YTL Corporation - A longer-term growth story
KLSE Investor, April 24, 2015
Target RM2.34 (Stock Rating: ADD)
During the Invest Malaysia conference, YTL Corp shared with investors its longer-term strategy for growth. Although there were no major surprises, we concluded that domestic ventures driven by the private sector are the likely anchors for the company's outlook over the next 1-2 years. The discussions support our belief that the HSR story remains relevant. YTL Corp reiterated that it remains fairly competitive if the rollout of the project follows the private sector model but did not provide any timeline. We were encouraged that the dividend angle is sustainable. We maintain our Add call, EPS forecasts as well as our target price, which is based on a 20% RNAV discount. Newsflow and progress on the HSR project is the key catalyst.
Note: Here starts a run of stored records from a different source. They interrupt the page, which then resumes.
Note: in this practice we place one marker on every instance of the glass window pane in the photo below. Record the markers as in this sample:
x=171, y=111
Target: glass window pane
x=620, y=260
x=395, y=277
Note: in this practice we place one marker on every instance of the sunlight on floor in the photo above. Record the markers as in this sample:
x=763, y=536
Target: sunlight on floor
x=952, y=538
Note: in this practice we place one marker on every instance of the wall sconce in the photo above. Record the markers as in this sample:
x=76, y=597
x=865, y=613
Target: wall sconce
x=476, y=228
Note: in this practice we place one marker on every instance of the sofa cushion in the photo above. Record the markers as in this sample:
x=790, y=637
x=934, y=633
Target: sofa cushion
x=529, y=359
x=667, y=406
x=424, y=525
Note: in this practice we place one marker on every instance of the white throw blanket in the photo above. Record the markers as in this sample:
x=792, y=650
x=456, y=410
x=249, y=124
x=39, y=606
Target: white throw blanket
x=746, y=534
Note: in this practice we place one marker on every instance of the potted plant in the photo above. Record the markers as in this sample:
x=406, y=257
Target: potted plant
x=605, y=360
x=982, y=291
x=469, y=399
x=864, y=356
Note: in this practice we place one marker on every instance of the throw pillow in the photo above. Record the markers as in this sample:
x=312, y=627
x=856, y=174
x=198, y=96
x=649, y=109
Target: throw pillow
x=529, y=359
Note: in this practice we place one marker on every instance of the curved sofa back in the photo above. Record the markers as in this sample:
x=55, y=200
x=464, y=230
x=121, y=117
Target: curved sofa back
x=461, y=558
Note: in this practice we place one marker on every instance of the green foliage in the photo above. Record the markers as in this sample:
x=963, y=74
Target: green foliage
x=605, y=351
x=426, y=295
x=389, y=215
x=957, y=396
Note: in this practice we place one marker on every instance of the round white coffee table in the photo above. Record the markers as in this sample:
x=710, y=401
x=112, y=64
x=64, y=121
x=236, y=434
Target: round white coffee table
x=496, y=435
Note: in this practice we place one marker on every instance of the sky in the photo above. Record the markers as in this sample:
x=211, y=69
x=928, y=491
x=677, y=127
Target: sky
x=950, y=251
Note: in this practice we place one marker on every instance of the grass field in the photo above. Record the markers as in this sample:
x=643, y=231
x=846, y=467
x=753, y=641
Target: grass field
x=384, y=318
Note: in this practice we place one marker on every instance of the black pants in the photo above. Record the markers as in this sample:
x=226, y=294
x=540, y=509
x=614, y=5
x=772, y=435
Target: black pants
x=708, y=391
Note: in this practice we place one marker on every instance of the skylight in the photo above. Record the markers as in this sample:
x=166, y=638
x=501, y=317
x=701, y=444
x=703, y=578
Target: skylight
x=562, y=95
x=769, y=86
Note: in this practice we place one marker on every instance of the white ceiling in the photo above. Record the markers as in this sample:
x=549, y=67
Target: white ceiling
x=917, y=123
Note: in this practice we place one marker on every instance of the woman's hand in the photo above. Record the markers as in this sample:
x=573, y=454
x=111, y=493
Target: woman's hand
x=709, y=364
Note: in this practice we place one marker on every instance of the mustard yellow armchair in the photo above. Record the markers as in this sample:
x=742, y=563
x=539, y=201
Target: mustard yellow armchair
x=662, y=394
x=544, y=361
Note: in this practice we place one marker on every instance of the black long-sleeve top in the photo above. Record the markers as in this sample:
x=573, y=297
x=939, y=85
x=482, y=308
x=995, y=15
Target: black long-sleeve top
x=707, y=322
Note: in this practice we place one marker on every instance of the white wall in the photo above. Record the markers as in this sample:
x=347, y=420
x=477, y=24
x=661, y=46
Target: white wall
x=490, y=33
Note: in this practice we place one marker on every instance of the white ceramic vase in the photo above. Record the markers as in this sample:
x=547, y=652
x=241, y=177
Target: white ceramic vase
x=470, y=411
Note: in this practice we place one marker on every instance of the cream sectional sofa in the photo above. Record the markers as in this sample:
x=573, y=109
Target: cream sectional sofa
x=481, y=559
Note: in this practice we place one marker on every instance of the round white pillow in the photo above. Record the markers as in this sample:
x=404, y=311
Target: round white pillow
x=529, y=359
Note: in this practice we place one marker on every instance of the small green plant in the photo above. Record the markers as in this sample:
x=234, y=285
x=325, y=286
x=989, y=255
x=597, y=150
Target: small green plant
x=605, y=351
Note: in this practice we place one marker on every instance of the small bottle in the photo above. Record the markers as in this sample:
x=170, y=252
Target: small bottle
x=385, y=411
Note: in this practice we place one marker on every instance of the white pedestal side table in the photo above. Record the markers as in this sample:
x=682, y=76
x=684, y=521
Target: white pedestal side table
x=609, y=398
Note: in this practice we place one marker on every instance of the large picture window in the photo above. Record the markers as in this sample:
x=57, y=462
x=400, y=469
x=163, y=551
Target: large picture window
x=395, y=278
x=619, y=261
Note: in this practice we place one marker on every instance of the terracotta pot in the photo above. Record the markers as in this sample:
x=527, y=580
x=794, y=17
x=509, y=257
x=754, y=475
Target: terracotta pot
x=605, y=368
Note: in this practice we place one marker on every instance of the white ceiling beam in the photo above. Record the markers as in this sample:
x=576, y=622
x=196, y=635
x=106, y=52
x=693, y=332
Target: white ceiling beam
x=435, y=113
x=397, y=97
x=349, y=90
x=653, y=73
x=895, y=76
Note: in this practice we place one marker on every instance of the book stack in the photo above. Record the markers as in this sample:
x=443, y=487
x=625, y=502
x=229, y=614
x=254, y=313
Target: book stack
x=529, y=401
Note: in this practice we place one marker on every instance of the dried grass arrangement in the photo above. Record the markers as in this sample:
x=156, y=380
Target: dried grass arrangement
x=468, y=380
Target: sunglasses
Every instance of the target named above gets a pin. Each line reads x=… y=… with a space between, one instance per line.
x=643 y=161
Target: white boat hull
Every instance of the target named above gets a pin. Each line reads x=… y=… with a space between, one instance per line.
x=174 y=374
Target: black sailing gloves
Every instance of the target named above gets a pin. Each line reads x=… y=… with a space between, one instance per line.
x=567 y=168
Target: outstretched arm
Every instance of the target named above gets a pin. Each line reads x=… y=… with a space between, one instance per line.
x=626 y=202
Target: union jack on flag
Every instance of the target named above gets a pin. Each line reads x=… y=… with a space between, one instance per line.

Group MD Tan Sri Dr. Francis Yeoh presented to over 40 analysts and fund managers during the large track session at the Invest Malaysia conference. Key points 1) Tan Sri foresees a shift of more private sector participation regionally and domestically. 2) Domestically, he believes YTL Corp is able to capitalise on this trend. 3) There are still huge opportunities to grow its infrastructure segment and expand its Express Rail Link (ERL) expertise to the development of the KL-Singapore high speed rail (HSR). 4) YTL Corp's past M&A moves are now bearing fruit, with the current overall corporate structure more aligned with shareholders' expectations of sustainable dividends. 5) There were no detailed discussions or questions on YTL Power's prospects of IPP renewal.
What We Think
YTL Corp's unchanged strategy to pursue the KL-Singapore HSR project on a private-sector funding model is highly encouraging, considering the lack of visibility from the authorities on the timeline for the implementation of the KL-Singapore HSR. Tan Sri argued that YTL Corp's ERL concession has proven to be a big success and is a good benchmark for the group's cost competitiveness for other major rail jobs i.e. the ERL extension and HSR. This was no surprise, given YTL's RM35m cost/km for the ERL, which translates into an estimated total cost of the HSR that is about half of the widely reported cost of RM30bn-40bn. Tan Sri's reassurance that the higher dividend in FY14 is sustainable supports YTL's attractive dividend yield of 6%, which is the highest among the major contractors under our coverage.
What You Should Do
Accumulate. A likely pick-up in the progress of the HSR in 2H15, following the tabling of the 11th Malaysia Plan (11MP) in May, could catalyse the stock.